Se vi state chiedendo chi sia Diane Arbus, siete capitati nel post sbagliato.

Place de la Concorde, da un lato Monet e dall’altro lei, Diane Arbus.
Già piazza Luigi XV, salotto tra le Tulieries e i campi elisi, diventa il posto dello spettacolo della morte, del carnevale fatto da carne e lame, fatale a Luigi XVI e Maria Antonietta.

Famosa per il suo selciato insanguinato dalle migliaia di teste mozzate (1.300 esecuzioni solo nell’agosto 1794), diventa la “piazza della rivoluzione”, del cittadino che è ammesso al cospetto del contratto sociale, quello Stato che esercita il diritto legittimo alla violenza (mio caro Weber…).

Quella violenza che diventa esercizio di stile retorico di menti intente a giustificare o legittimare, dire e contraddire in base a delle morali a priori. Quella violenza che ha una bandiera chiara, istanze dal basso e si trasforma in Terrore.

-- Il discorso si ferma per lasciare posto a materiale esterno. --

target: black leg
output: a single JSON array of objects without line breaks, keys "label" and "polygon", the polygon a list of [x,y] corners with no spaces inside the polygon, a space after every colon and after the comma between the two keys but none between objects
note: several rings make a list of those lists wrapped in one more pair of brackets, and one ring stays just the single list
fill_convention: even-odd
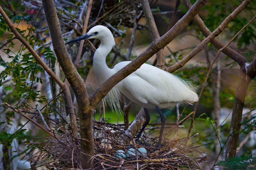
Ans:
[{"label": "black leg", "polygon": [[135,140],[135,142],[137,142],[138,140],[140,137],[140,136],[142,134],[142,132],[143,132],[143,131],[144,130],[144,129],[145,129],[145,128],[146,127],[147,125],[148,125],[148,123],[149,122],[149,121],[150,121],[150,116],[149,116],[149,114],[148,114],[148,109],[145,108],[145,107],[143,107],[143,108],[144,108],[144,111],[145,111],[145,114],[146,115],[146,120],[145,122],[145,123],[144,123],[144,124],[143,125],[143,126],[142,126],[142,128],[141,128],[141,129],[140,131],[140,132],[139,132],[138,134],[137,135],[137,136],[136,136],[136,137],[135,138],[136,139]]},{"label": "black leg", "polygon": [[161,116],[161,129],[160,130],[160,135],[159,135],[159,140],[157,143],[157,147],[160,148],[161,147],[161,142],[162,141],[162,137],[163,136],[163,132],[164,131],[164,124],[165,124],[165,117],[163,114],[162,112],[160,110],[160,109],[157,106],[155,106],[157,110],[157,112]]}]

Il terrore. La violenza come antidoto alla paura. Quel sentimento che, accuratamente coltivato, diventa un arma di controllo di massa, un toccasana elettorale. Bisogna inventare mostri però, presenze che diventano minacce.

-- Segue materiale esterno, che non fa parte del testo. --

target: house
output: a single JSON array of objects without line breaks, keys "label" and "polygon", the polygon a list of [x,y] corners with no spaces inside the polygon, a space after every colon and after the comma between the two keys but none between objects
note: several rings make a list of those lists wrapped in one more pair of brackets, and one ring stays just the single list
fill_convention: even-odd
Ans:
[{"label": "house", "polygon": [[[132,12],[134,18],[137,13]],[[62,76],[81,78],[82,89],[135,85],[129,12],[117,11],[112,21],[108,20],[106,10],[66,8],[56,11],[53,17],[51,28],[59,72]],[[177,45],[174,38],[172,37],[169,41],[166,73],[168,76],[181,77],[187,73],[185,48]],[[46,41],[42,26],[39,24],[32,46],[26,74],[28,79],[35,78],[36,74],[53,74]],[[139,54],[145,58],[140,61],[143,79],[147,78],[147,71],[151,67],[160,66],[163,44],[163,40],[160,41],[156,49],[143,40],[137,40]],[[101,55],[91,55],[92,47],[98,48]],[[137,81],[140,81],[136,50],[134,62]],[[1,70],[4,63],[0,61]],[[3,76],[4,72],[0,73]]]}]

Ed ecco che la macchina della discriminazione si mette in moto con onde d’urto concentriche: stranieri (meridionali, poi albanesi, poi extracomunitari, poi cinesi), orientamento sessuale, stili di vita ecc.
Tutto fa gioco nella caccia al diverso. Il novecento non sembra ancora terminato.

Un novecento che ci ha visto cambiare molto senza essercene quasi accorti. Fissati com’eravamo ad un concetto di identità immobile e non fluida.

E così, mentre la nostre vite seguivano invano i pattern di divertimento individuati dall’industria dell’intrattenimento, ci siamo coperti gli occhi per non vedere

che il diverso era dentro casa. Anzi, c’era sempre stato con gli occhi pieni dello sguardo tra genitori e figli.

Ammettiamolo. Non tutti l’hanno compreso appieno. Avvolti nelle loro collane di perle, acquistate per essere orwellianamente più uguali degli altri, alcuni che l’hanno capito ci sono anche rimasti male.

E ora? Leninisticamente, che fare?
Qualcuno, dopo tanto arrampicarsi, si è depresso perché ha capito che intorno aveva solo pianura (#Moravia via @travaglio)

Questa gerontocrazia depressoide che ha mantenuto la reggenza blaterando banalità e soffiando sulle paure è disarmata.
È finito il tempo delle scusanti. La linea che separa quello che siamo da quello che non siamo è molto sfumata.
Io è un altro.

Una rivoluzione senza terrore. Certo non un pranzo di gala, ma nemmeno un’altra Piazzale Loreto.
Vorrei ripensare alla mala gestione del nostro Paese, ai soprusi quotidiani, alla criminalità mista a burocrazia e ridere di tutto questo quando sarà passato.
Ridere di tutto questo come fosse qualcosa di irreale, una boutade, una dimostrazione per assurdo.

Ed essere severi, riconoscendo i disastri già commessi verso il futuro.

Nei miei pensieri Place della Concorde e Diane Arbus si sono incontrati: ho visto queste storie intrecciarsi e rifrangersi in frammenti di altre storie.
Ogni scatto della Arbus mi ha sussurrato all’orecchio un segreto ’cause “A photograph is a secret about a secret. The more it tells you the less you know”.
Passando per 7 sale di pareti bianche e foto distanziate ho raccolto questi sussurri e fatto una storia mia.

Nelle ultime due sale c’è anche lei, Diane.
Uno spazio intimo, con le mura colorate, dove puoi leggere le sue lettere, ammirare i negativi e capire quanto lavoro ci sia dietro ad un singolo scatto:

Sembra di sentire la sua voce quando diceva: “I never have taken a picture I’ve intended. They’re always better or worse”

P.S. Un enorme grazie a Grandepiccio e a al progetto Artsy.